- The National Human Rights Commission (NHRC) in a report flagged the “inhuman and deplorable” condition of all 46 government-run mental healthcare institutions across the country.
- The report notes that the facilities are “illegally” keeping patients long after their recovery, in what is an “infringement of the human rights of mentally ill patients”.
- These observations were made after visits to all operational government facilities, to assess the implementation of the Mental Healthcare Act, 2017 (MHA).
What does the MHA, 2017 say?
- The MHA, 2017 “centered the agency of individuals, acknowledged their right to live as part of a community [under Section 19], and focused on rehabilitation,”
- Under Section 19 of the Act, the government was made responsible for creating opportunities to access less restrictive options for community living — such as halfway homes, sheltered accommodations, rehab homes, and supported accommodation.
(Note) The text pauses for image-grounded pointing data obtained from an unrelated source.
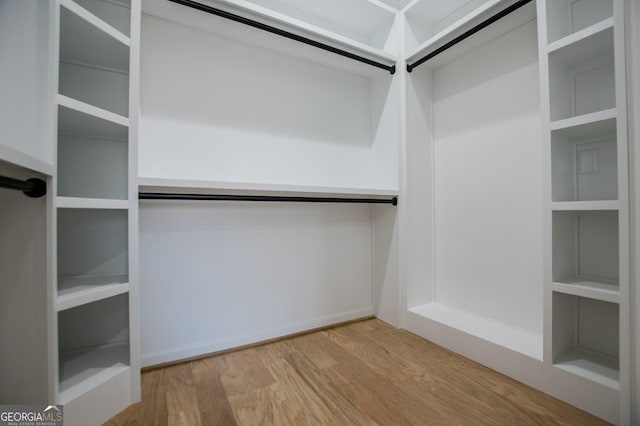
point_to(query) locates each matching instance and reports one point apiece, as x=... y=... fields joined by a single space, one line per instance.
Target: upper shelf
x=433 y=24
x=87 y=39
x=346 y=39
x=72 y=108
x=116 y=13
x=566 y=17
x=240 y=188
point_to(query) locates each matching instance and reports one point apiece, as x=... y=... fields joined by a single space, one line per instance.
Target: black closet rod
x=283 y=33
x=272 y=198
x=517 y=5
x=34 y=187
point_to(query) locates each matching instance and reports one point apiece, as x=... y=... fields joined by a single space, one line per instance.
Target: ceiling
x=398 y=4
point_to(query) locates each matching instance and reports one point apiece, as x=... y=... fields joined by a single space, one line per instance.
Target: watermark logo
x=31 y=415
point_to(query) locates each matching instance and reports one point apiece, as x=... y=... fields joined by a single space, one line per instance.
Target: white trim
x=203 y=348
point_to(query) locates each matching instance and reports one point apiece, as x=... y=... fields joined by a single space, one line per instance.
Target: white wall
x=25 y=79
x=634 y=142
x=23 y=295
x=488 y=182
x=216 y=109
x=217 y=275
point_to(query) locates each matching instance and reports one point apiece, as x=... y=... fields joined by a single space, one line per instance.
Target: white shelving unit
x=430 y=25
x=96 y=292
x=583 y=91
x=316 y=124
x=358 y=26
x=586 y=338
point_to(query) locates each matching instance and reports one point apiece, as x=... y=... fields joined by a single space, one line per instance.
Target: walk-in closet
x=183 y=178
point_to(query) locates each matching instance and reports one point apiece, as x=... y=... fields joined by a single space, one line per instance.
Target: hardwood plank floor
x=364 y=373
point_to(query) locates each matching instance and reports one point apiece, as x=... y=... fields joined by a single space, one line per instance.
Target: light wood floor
x=362 y=373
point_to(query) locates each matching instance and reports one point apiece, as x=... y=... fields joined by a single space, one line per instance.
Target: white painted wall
x=25 y=78
x=418 y=191
x=23 y=295
x=634 y=151
x=488 y=182
x=219 y=275
x=209 y=113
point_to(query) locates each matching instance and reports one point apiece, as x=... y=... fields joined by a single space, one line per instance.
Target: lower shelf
x=607 y=292
x=79 y=290
x=591 y=366
x=498 y=333
x=81 y=371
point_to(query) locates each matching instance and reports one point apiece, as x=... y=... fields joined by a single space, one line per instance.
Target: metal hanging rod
x=271 y=198
x=517 y=5
x=34 y=187
x=283 y=33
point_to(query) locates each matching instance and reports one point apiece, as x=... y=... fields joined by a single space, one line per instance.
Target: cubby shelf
x=90 y=33
x=79 y=290
x=91 y=110
x=91 y=203
x=245 y=188
x=433 y=14
x=585 y=205
x=76 y=118
x=580 y=47
x=83 y=371
x=606 y=292
x=596 y=35
x=21 y=159
x=576 y=125
x=592 y=366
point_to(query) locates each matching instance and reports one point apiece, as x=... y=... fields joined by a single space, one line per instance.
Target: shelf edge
x=94 y=111
x=580 y=35
x=585 y=291
x=580 y=120
x=103 y=26
x=91 y=203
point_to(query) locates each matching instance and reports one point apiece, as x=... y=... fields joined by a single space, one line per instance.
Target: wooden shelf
x=79 y=290
x=584 y=120
x=186 y=16
x=592 y=366
x=243 y=188
x=501 y=334
x=585 y=205
x=597 y=30
x=606 y=292
x=91 y=203
x=82 y=371
x=87 y=39
x=91 y=110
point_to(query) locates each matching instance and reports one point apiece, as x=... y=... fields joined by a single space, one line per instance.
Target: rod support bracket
x=38 y=189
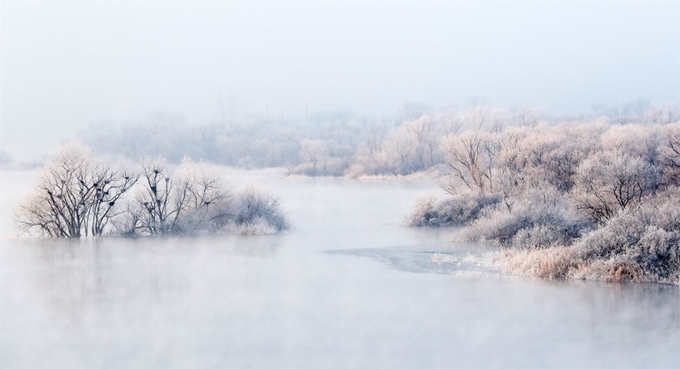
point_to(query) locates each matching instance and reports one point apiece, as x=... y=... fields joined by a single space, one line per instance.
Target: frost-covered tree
x=75 y=196
x=610 y=181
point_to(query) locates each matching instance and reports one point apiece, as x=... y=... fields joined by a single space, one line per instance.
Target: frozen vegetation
x=551 y=191
x=590 y=200
x=81 y=195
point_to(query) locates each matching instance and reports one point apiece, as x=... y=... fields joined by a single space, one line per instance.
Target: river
x=347 y=287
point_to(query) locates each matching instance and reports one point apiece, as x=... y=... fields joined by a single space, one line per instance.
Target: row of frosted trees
x=336 y=143
x=596 y=199
x=79 y=195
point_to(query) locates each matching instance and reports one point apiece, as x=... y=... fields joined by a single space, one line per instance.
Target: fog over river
x=348 y=286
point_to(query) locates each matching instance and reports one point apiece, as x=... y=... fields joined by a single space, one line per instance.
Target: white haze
x=66 y=65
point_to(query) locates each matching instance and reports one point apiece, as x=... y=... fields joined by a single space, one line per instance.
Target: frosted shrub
x=76 y=196
x=640 y=244
x=453 y=211
x=543 y=218
x=611 y=181
x=255 y=210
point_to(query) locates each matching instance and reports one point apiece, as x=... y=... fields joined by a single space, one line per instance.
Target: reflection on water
x=347 y=287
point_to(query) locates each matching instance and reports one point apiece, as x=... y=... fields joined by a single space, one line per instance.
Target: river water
x=348 y=287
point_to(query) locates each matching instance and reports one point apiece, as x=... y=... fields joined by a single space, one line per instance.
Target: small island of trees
x=80 y=195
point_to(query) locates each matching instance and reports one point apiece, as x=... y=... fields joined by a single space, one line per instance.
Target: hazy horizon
x=67 y=65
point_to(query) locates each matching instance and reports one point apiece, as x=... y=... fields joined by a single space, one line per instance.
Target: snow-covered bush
x=452 y=211
x=76 y=196
x=611 y=181
x=79 y=196
x=542 y=218
x=257 y=212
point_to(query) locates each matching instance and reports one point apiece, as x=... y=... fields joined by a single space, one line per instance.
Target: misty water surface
x=348 y=286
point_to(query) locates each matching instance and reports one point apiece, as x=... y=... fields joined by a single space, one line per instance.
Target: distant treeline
x=337 y=143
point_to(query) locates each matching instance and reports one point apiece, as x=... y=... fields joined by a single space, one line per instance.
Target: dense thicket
x=581 y=200
x=80 y=196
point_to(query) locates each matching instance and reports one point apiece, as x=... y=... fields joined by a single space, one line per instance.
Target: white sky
x=65 y=65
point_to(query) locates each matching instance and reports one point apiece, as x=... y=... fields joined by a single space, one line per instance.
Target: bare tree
x=471 y=157
x=74 y=197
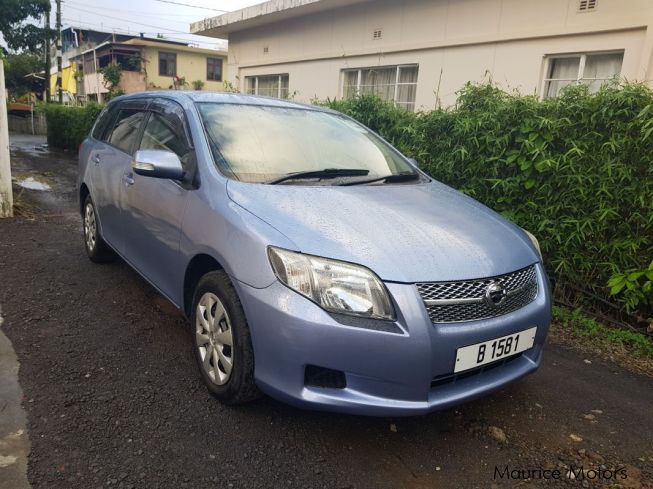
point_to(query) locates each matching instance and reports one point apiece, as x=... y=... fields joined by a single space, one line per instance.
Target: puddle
x=31 y=183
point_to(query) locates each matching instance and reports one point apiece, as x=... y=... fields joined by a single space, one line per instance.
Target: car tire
x=221 y=339
x=97 y=249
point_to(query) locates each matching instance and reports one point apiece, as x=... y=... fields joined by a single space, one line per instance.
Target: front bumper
x=389 y=372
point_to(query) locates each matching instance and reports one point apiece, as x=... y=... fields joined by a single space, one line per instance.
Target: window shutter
x=587 y=5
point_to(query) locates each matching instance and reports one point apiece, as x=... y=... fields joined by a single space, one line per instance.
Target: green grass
x=577 y=323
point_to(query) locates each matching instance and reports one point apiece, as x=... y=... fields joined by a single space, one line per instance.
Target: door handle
x=128 y=178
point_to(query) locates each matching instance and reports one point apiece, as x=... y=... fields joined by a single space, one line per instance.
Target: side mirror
x=414 y=162
x=157 y=163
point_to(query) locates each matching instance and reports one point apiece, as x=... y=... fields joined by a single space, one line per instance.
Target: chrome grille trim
x=451 y=302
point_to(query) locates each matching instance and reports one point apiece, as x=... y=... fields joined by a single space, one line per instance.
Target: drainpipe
x=97 y=76
x=6 y=196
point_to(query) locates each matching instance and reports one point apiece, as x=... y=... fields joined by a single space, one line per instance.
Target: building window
x=167 y=64
x=214 y=69
x=268 y=85
x=593 y=70
x=396 y=84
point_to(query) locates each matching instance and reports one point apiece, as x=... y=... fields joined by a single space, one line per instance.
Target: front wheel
x=223 y=347
x=96 y=248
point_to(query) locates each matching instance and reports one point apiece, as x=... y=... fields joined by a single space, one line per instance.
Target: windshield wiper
x=326 y=173
x=397 y=177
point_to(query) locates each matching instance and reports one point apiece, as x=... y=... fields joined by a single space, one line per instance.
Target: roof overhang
x=262 y=14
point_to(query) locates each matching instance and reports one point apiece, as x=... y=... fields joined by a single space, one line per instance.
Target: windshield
x=254 y=143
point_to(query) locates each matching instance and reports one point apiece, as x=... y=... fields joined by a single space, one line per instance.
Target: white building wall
x=453 y=41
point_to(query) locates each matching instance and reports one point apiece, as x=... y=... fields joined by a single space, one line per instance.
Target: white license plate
x=489 y=351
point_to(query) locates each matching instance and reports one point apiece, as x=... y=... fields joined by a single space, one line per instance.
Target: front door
x=109 y=159
x=153 y=207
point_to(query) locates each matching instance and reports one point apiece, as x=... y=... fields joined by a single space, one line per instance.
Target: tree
x=16 y=67
x=15 y=26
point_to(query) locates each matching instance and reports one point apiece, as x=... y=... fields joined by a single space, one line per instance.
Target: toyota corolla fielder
x=315 y=262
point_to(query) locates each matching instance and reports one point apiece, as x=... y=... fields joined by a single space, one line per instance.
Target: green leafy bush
x=68 y=126
x=634 y=286
x=576 y=170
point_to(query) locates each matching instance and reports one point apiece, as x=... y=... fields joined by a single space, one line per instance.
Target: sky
x=151 y=17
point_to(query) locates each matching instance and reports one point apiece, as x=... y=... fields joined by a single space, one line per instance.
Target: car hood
x=404 y=233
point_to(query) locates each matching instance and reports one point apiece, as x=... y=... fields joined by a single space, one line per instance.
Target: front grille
x=451 y=302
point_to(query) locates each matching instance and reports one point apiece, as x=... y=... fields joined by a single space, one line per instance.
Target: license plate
x=489 y=351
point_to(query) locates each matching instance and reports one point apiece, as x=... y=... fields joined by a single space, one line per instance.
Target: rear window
x=125 y=131
x=104 y=122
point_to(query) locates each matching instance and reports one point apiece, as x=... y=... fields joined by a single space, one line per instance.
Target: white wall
x=453 y=41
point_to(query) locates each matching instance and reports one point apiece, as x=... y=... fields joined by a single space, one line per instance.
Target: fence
x=30 y=124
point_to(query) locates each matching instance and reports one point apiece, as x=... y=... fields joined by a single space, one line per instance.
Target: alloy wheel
x=214 y=339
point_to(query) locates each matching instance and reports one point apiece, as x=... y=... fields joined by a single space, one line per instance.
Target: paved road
x=113 y=397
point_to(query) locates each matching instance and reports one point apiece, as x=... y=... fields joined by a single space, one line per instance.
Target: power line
x=193 y=6
x=102 y=9
x=121 y=30
x=130 y=21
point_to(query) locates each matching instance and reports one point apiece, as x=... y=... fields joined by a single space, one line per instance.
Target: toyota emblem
x=495 y=295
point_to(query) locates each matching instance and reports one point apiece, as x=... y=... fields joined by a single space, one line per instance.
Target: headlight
x=535 y=242
x=336 y=286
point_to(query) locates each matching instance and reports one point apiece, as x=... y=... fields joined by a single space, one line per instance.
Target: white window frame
x=397 y=83
x=581 y=68
x=256 y=77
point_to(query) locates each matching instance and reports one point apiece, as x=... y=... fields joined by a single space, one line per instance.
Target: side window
x=125 y=131
x=160 y=134
x=105 y=119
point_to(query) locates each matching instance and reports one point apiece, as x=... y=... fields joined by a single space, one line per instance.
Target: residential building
x=73 y=41
x=419 y=53
x=146 y=64
x=149 y=64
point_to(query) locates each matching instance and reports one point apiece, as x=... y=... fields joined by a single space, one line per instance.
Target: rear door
x=154 y=207
x=109 y=161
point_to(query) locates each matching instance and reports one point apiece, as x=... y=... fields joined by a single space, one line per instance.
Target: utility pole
x=59 y=61
x=47 y=54
x=6 y=197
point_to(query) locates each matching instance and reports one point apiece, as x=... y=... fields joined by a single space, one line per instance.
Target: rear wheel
x=223 y=347
x=96 y=248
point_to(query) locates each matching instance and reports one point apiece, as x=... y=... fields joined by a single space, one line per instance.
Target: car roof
x=223 y=98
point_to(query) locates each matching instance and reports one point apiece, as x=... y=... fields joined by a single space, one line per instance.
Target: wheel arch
x=198 y=266
x=83 y=193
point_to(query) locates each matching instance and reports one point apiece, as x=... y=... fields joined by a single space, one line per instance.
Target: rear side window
x=104 y=122
x=160 y=134
x=125 y=131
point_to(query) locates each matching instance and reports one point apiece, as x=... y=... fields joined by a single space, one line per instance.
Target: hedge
x=68 y=126
x=576 y=170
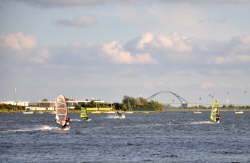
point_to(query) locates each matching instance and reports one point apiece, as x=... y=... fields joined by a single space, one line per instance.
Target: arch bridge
x=182 y=101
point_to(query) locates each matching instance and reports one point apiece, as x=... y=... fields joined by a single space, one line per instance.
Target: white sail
x=61 y=111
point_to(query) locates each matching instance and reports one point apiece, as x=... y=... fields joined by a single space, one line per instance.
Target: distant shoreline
x=145 y=112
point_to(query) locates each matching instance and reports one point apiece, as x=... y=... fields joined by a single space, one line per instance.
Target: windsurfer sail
x=215 y=114
x=61 y=109
x=84 y=115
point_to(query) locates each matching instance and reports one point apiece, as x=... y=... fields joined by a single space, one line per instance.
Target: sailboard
x=215 y=113
x=61 y=111
x=84 y=115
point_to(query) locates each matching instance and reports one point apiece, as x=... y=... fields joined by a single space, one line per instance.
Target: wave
x=75 y=120
x=37 y=128
x=116 y=116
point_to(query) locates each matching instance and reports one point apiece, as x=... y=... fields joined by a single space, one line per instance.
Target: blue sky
x=108 y=49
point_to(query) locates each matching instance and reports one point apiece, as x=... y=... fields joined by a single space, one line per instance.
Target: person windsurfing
x=84 y=114
x=215 y=114
x=66 y=125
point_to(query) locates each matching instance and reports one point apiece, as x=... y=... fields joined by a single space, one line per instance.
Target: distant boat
x=109 y=112
x=120 y=115
x=239 y=112
x=28 y=111
x=84 y=115
x=197 y=112
x=61 y=110
x=215 y=113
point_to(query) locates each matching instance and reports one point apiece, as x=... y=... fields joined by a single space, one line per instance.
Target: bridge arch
x=183 y=101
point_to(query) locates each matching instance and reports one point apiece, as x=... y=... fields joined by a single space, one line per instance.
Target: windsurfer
x=67 y=123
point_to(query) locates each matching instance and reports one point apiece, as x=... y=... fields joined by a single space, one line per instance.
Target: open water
x=165 y=137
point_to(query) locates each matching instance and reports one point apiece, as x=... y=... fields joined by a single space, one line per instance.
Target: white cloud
x=145 y=39
x=233 y=59
x=117 y=54
x=69 y=3
x=238 y=52
x=174 y=42
x=41 y=57
x=82 y=21
x=18 y=41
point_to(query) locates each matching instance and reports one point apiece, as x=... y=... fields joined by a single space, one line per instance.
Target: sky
x=106 y=49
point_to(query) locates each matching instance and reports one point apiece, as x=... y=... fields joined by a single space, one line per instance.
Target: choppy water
x=165 y=137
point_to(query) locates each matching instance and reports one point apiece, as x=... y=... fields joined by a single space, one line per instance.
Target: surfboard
x=61 y=111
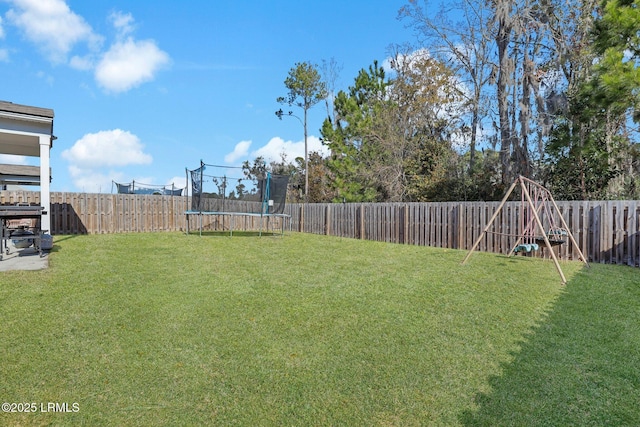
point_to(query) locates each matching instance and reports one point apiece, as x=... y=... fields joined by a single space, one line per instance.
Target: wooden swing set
x=537 y=204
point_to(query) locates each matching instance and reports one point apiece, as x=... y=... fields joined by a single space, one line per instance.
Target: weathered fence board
x=605 y=231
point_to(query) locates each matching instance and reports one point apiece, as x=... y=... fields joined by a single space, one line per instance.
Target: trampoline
x=212 y=195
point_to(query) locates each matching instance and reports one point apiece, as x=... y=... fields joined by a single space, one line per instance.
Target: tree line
x=548 y=89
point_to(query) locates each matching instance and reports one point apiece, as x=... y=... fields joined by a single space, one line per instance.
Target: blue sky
x=142 y=90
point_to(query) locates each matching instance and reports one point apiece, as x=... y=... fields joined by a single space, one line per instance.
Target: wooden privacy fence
x=606 y=231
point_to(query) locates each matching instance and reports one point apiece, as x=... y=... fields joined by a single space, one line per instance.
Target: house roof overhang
x=21 y=127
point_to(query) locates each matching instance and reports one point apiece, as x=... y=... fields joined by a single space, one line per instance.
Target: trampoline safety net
x=267 y=196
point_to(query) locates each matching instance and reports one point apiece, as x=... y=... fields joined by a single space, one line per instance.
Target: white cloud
x=51 y=26
x=82 y=63
x=94 y=181
x=240 y=152
x=107 y=148
x=128 y=64
x=273 y=150
x=122 y=22
x=55 y=29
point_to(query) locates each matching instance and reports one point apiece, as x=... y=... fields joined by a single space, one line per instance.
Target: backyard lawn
x=305 y=330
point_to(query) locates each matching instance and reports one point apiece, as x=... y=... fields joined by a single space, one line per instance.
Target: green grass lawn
x=168 y=329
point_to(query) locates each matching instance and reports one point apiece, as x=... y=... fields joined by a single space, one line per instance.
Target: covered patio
x=28 y=131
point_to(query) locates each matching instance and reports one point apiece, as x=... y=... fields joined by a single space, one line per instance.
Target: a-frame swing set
x=536 y=203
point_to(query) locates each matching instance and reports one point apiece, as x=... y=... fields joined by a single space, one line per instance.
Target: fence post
x=327 y=220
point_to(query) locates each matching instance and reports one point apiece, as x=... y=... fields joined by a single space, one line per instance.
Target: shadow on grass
x=239 y=233
x=58 y=239
x=581 y=366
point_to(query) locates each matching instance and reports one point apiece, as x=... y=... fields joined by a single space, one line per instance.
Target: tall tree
x=456 y=34
x=306 y=89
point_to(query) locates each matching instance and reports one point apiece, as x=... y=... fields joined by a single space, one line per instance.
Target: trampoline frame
x=233 y=215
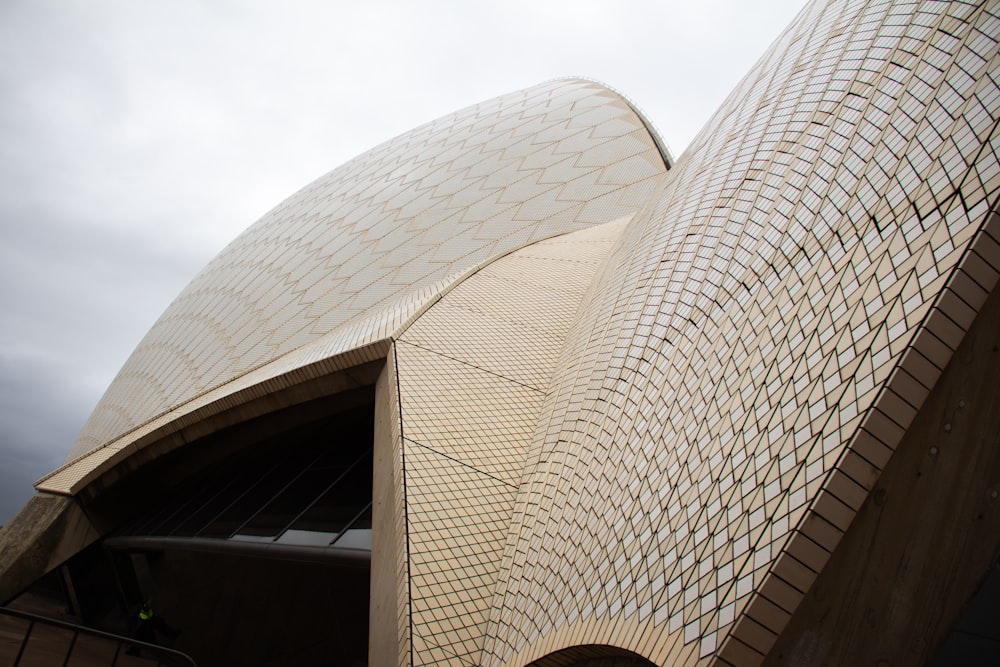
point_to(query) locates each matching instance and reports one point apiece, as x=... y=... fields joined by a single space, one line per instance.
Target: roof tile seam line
x=876 y=411
x=460 y=462
x=406 y=518
x=469 y=365
x=309 y=371
x=465 y=663
x=877 y=408
x=661 y=144
x=473 y=270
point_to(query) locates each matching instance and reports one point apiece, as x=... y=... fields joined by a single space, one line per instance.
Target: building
x=738 y=409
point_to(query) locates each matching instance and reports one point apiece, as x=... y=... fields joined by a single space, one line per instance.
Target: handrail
x=162 y=654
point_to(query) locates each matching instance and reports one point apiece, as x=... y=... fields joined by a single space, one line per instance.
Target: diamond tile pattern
x=748 y=336
x=350 y=258
x=472 y=374
x=627 y=407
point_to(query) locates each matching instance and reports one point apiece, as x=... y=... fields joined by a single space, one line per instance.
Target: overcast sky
x=137 y=138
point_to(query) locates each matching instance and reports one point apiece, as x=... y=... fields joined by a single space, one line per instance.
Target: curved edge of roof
x=661 y=144
x=73 y=476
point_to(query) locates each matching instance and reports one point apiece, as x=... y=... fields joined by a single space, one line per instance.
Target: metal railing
x=47 y=641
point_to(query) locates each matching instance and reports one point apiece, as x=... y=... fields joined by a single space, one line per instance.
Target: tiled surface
x=347 y=260
x=659 y=449
x=472 y=374
x=745 y=339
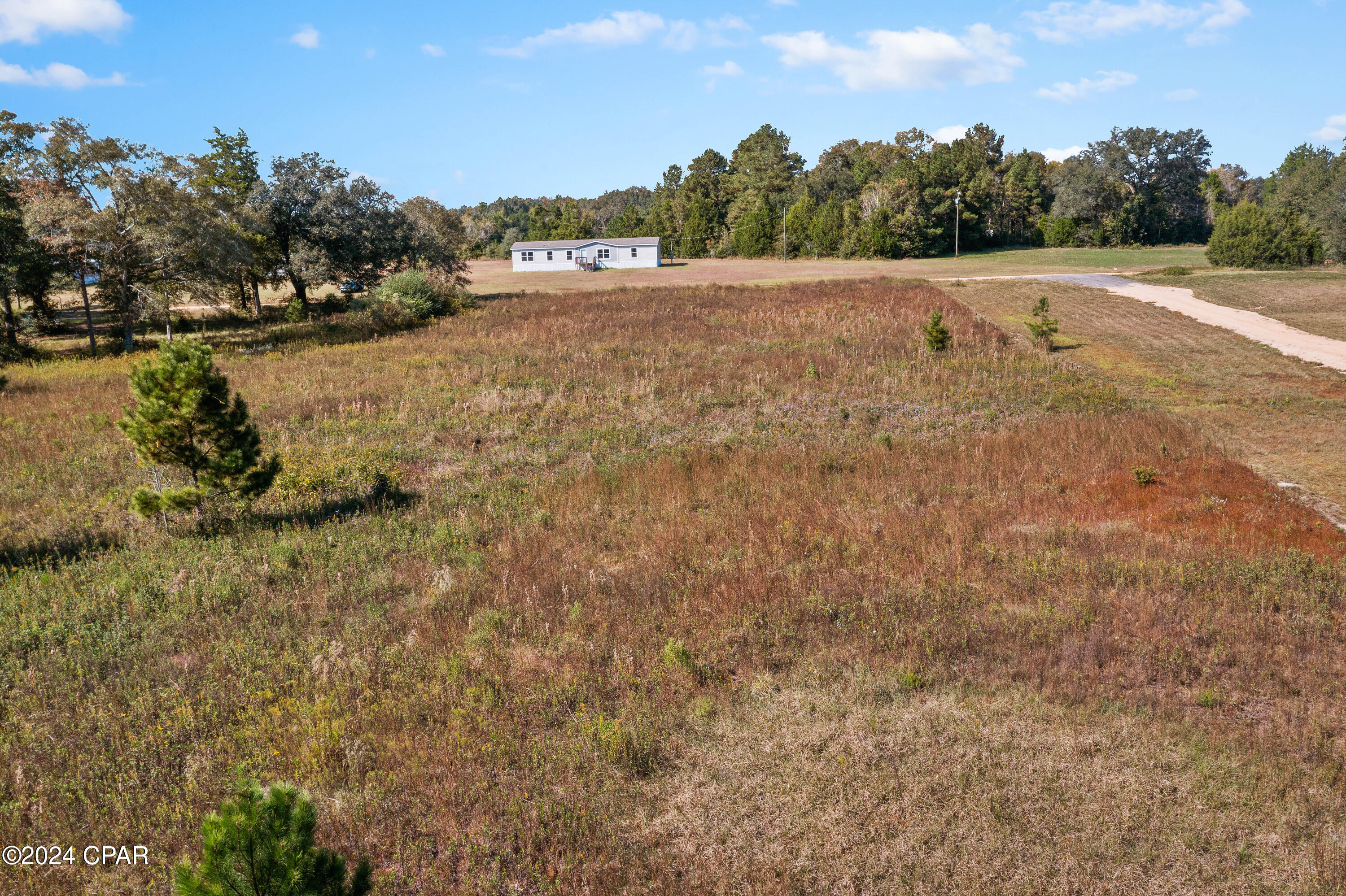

- The Act also discourages using physical restraints (such as chaining), unmodified electro-convulsive therapy (ECT), and pushes for the right to hygiene, sanitation, food, recreation, privacy, and infrastructure. More importantly, the Act recognised that “people have a capacity of their own — unless proven otherwise
- Additionally, under Section 5, people are empowered to make “advance directives”. They can nominate a representative for themselves, thereby potentially helping to eliminate absolute forms of guardianship in favour of supported decision-making.
- This is barring cases where the person needs a higher degree of care and support. Experts note this was the first time a psychosocial approach to mental health was adopted.
- The Act acknowledged that external factors — such as income, social status, and education — impact mental well-being, and therefore, recovery needs a psychiatric as well as a social input.
What are the challenges?
- While the MHA safeguards the rights of people in mental healthcare establishments, enforcement challenges remain. Almost 36.25% of residential service users at state psychiatric facilities were found to be living for one year or more in these facilities, according to a 2018 report by the Hans Foundation.
- Under the MHA, all States are required to establish a State Mental Health Authority and Mental Health Review Boards (MHRBs) — bodies that can further draft standards for mental healthcare institutes, oversee their functioning and ensure they comply with the Act.
- Fernandes notes that in a majority of States, “these bodies are yet to be established or remain defunct…Further, many States have not notified minimum standards which are meant to ensure the quality of MHEs.
- The Act takes on a human rights lens by shifting the obligation of care onto different stakeholders — including caregivers, government institutions, police officials, and mental health practitioners.
- Poor budgetary allocation and utilisation of funds creates a scenario where shelter homes remain underequipped, establishments understaffed, and professionals and service providers not adequately trained to deliver proper healthcare,
- While Section 19 recognises the right of people to “live in, be part of, and not be segregated from society,” there have been no concrete efforts towards implementation
- The dearth of alternative community-based services further complicates access to rehabilitation.